Could the traditional polling station and ballot box become a thing of the past? There have been numerous calls over the past year or so for the introduction of electronic voting in the United Kingdom. There are two forms of e-voting: the first is the replacement of the ballot box with some form of touchscreen and being supervised by an election official to ensure fraud does not occur. This system is used in the USA and appears to be fairly efficient. The second is much more radical: the ability to vote on your own personal device (i.e. a laptop or smartphone).
Campaigns for e-voting claim that the drop in electoral turnout is due to disengagement from the voting system, and this could be rectified with e-voting. However, are young people really disengaged due to an ‘ancient’ voting system? There will be other factors – for example the lack of trust and transparency from politicians to the electorate. The Liberal Democrat vote has crashed following their broken promise regarding the tuition fee cap in 2010, the Tories are suffering the usual punishment towards the governing party and Labour is suffering from weak leadership under Ed Miliband and a loss of identity.
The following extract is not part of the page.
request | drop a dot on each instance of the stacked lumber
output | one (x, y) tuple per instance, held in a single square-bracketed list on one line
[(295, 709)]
The second form of e-voting would certainly cause a massive increase in electoral turnout, in my opinion. I’m sure the deterrence of having to travel to a polling station and some point in the day, especially difficult if you have a busy job, can be hard to fit in. Whereas, a simple vote online can be done at work or home. However, one of the main problems with online voting is that there can be serious security issues. In Netherlands, the system was used until 2007 and it was stopped due to electoral fraud and security problems. Lord Malloch Brown dismissed this by stating that “they are much more secure than postal votes. The technology we use is very advanced, with high levels of encryption.” The fact that the elections are hold over one day only means it is difficult for hackers to attempt to breach the data. The method also has high profile support from John Bercow – the Speaker of the House of Commons. A Commission which Bercow led into bringing technology into political affairs concluded that e-voting should be brought into use by the 2020 General Election. If the next Government accepts and follows the Commission’s proposals, e-voting could be just 5 years away.